Dua kelompok pemuda di Kabupaten Klaten, Jawa Tengah terlibat kericuhan, Sabtu (11/12). Kericuhan melibatkan puluhan orang dari dua kelompok diduga suporter tim sepakbola asal Yogyakarta. Beruntung personel Dalmas Polres Klaten segera tiba di lokasi dan memisahkan kedua pihak.
Kasubag Humas Polres Klaten, Iptu Abdillah mengatakan ada sekitar 100 orang yang terlibat keributan di Jalan Pandanaran, Kelurahan Danguran, Kecamatan Klaten Selatan itu.
"Tadi sore pukul 17.30 WIB bertempat Jalan Pandanaran, Kelurahan Danguran, Kecamatan Klaten Selatan telah terjadi keributan masa sekitar 100 orang," ujar Abdillah saat dihubungi merdeka.com.
Kronologi kejadian bermula sekitar pukul 14.00 WIB ada salah satu anggota kelompok dengan inisial OP berulang tahun dan dirayakan di warung. OP mengundang 50 teman dari The Madint yang merupakan salah satu kelompok suporter tim sepakbola.

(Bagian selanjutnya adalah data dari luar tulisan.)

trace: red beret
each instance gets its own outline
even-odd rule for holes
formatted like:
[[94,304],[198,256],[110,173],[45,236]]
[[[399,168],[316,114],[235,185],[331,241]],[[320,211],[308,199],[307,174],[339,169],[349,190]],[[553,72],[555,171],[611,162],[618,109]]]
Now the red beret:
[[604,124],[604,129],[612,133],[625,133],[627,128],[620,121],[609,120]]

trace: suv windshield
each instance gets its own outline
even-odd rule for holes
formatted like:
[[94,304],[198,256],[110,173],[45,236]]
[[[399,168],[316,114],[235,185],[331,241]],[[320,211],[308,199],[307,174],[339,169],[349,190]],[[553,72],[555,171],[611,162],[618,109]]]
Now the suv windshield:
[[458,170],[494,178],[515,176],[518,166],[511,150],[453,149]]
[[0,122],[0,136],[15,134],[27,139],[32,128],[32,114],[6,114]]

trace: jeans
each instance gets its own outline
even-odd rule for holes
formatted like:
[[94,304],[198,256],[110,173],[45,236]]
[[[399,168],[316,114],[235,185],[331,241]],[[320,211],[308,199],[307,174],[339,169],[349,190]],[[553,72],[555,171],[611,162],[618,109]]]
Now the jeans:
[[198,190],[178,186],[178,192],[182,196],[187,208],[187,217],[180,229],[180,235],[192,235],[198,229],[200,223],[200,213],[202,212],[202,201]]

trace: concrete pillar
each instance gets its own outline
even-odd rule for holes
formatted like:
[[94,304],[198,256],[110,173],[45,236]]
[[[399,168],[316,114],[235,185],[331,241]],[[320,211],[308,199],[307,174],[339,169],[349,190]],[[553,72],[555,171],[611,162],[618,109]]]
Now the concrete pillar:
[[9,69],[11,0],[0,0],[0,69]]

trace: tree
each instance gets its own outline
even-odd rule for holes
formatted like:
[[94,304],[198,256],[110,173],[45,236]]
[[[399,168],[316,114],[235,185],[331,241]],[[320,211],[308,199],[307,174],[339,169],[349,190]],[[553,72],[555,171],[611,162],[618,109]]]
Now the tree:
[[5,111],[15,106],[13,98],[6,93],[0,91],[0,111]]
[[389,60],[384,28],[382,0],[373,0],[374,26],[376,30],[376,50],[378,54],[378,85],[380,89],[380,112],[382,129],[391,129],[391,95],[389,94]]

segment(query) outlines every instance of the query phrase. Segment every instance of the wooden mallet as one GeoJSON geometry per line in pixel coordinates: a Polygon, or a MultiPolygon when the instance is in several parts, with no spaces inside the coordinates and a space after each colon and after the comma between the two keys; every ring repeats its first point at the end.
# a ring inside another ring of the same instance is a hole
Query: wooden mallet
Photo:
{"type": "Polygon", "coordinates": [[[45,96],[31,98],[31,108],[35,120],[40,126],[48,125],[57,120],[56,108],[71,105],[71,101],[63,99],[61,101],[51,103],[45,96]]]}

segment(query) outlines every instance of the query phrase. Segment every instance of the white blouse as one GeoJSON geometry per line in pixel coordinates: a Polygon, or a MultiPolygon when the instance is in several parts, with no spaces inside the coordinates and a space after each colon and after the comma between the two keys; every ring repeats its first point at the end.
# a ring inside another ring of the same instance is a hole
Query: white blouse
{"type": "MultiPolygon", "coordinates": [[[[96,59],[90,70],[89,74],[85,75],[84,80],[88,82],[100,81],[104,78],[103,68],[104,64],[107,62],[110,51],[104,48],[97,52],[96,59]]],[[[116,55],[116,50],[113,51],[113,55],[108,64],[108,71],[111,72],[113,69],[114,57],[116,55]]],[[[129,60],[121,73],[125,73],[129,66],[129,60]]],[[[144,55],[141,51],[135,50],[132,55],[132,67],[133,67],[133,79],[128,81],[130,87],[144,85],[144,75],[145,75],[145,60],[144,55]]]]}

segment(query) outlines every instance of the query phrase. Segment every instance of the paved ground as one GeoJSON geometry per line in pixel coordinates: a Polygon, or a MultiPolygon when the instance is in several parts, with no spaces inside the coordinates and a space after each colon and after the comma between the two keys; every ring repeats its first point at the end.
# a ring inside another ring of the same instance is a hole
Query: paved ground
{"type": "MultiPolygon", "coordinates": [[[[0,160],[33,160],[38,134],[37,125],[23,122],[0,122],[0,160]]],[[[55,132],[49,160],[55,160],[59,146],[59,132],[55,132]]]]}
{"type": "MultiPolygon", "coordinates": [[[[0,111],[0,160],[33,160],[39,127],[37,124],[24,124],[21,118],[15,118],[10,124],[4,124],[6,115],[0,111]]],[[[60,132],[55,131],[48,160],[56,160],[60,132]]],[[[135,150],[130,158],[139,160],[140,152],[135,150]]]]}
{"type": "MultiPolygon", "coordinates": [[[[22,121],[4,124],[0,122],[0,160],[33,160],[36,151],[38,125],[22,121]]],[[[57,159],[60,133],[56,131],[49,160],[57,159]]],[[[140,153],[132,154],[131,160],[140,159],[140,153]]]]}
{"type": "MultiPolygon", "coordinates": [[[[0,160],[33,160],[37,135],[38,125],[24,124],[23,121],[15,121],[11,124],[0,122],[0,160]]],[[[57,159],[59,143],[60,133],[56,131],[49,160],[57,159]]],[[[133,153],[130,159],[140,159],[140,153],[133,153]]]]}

Pukul 17.00 WIB, lanjut dia, acara perayaan ulang tahun OP selesai. Mereka kemudian keluar Warung New Normal. Pukul 17.30 WIB ada sekitar 40 orang diduga suporter dari lawan tim sepakbola melintas di depan warung.
"Massa ini lewat sambil melempar batu kepada rombongan OP yang baru keluar dari Warung New Normal," terangnya.
Karena merasa terancam, OP dan teman-temannya kembali masuk warung. Kemudian pukul 17.15 WIB, piket Polsek Klaten dipimpin Kapolsek Klaten mendatangi lokasi kejadian.
"Setelah polisi datang, massa berhenti menyerang sehingga situasi kondusif. Petugas langsung mengamankan lima orang penyerang ke Mako Polsek Klaten," katanya.
Kemudian pukul 18.00 WIB personel Dalmas Polres Klaten tiba dan mensterilkan lokasi. "Selanjutnya OP dan teman-temannya dikawal keluar. Suasana kondusif, tidak ada korban," pungkas Abdillah.